The most immediate ancestor of this odd compound word for a blare of trumpets is either Spanish (fanfarrón) or French (fanfaron), in which those words mean someone who brags or behaves with bluster or bravado.
But those words are likely taken from Arabic, either from the verb farfara, to shake or flutter or spin, or more literally, from anfar, bugles or trumpets (singular nafeer).
5. MAGAZINE
How you can you be sitting there on the sofa reading a magazine, while way out at sea, a captain is checking the weapons stored in his ship’s magazine? Or over at the shooting range, someone is sliding a magazine into a gun? How did this one word come to mean such different things?
Magazine comes from French magasin, which in turn comes from the Arabic makhazeen, meaning "storehouses" (singular makhzan). Only in English did people expand the meaning of magazine to include stores of information, as well as the usual stores of weapons and other military supplies.
6. MACRAMÉ
The accent mark on the end gives this word a French vibe, but since macramée is meaningless, it’s time to look elsewhere.
In Arabic, miqrama is an embroidered covering, now usually a bedspread, though in the past it was a piece of clothing as well. Like a lot of clothing and luxury vocabulary, the word made its way to English via Italian.
7. MOHAIR
Ah, spring—the season when shepherds shear their flocks of mos!
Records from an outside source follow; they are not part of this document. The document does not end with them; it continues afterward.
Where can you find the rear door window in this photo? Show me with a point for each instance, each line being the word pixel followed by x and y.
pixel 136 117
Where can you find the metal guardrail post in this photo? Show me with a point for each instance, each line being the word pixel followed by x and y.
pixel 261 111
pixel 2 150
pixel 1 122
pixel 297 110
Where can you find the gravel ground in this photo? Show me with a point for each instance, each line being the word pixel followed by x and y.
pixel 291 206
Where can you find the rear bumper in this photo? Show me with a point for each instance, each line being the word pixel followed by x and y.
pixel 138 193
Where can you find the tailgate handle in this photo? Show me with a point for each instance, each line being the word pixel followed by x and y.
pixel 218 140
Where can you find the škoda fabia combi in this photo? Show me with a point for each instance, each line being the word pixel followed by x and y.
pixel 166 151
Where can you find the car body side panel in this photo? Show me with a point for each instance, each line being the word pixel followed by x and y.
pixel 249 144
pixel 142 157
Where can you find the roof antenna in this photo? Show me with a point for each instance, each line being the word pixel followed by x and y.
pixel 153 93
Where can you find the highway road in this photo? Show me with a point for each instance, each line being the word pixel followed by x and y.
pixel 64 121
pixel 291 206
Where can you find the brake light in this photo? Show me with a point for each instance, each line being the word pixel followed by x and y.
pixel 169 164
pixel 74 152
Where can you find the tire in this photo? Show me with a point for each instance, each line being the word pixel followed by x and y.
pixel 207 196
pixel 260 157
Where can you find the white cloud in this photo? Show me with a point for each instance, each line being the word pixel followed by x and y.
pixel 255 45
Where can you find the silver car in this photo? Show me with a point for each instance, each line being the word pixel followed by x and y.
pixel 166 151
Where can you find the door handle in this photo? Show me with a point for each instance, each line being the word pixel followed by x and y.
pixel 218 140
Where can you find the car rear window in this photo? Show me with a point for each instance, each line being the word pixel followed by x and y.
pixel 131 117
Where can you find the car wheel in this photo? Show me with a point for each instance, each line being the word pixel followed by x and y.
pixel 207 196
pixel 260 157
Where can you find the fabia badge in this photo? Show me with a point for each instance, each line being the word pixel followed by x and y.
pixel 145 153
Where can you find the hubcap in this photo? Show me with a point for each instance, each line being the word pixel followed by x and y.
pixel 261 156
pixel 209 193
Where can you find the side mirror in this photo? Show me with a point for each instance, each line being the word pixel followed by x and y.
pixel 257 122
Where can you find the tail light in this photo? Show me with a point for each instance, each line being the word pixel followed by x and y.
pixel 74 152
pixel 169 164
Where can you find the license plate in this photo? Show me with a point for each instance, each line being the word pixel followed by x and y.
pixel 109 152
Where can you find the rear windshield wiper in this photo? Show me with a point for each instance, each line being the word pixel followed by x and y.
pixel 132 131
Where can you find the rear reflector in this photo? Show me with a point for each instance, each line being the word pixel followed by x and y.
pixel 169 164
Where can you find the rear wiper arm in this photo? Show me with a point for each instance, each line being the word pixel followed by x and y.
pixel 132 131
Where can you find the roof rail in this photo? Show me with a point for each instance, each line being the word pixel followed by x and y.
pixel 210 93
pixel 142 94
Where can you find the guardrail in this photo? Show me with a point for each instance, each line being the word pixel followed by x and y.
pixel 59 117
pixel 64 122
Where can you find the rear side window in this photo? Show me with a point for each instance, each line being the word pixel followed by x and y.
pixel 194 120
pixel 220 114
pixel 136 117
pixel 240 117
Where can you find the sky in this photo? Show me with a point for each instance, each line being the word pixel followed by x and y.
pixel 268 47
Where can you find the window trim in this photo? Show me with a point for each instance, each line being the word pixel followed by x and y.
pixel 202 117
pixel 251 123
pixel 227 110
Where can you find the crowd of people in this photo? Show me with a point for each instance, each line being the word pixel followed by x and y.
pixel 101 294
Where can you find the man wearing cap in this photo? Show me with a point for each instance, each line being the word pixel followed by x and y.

Alas, this is untrue. There is no animal called a mo, from which hair is cut and spun into delicate wool yarn. Mohair is really the Arabic adjective mukhayyir, choice or select—that is, the finest fluffy wool from the underbellies of cute Angora goats.
8. MUMMY
Fortunately, your mother has nothing to do with this one. Our English word mummy comes from Arabic moomiya (also used in Persian), a mineral substance used for medicine and embalming. By extension, the ancient Egyptians’ preserved corpses became moomiyat, or mummies.
And—fun fact!—as recently as the 18th century, Europeans believed that powdered scraps of mummies had medicinal properties when eaten. The original yummy mummy?
9. MUSLIN
Mixing up muslin, the fine cotton fabric, and Muslim is a common typo or mispronunciation, but there’s no linguistic connection. Muslin was a specialty of the city of Mosul in present-day Iraq; the word comes from the Arabic adjective for the city, mawsili.
10. POPINJAY
This old-fashioned word for a strutting, vain person started out in English as the word for parrot. It was taken from French papegai or Spanish papagayo, which came from Arabic babagha’, a green parrot.
Jays got in the picture only via Romance languages. Like safflower saffleur, popinjay began as a mash-up, starting with a strange Arabic word for parrot, babagha’, and ending with a familiar Romance-language one, gai or gayo, meaning bird. No surprise, then, that English spelled it –jay, another familiar bird word.
11. ARTICHOKE
Artichokes are delicious, but slightly sinister—those little spikes on the leaves, and that possibly deadly fine fluff that covers the vegetable’s heart. Don’t tell me I was the only one who thought you could choke on it.
I needn’t have worried. Artichoke is a mangling of Spanish alcochofa, in turn from Arabic al-khurshoof. But more recently, some dialects of Arabic borrowed the word back from English (or French, artichaut) and started calling it ardi shawki, “land thorn.”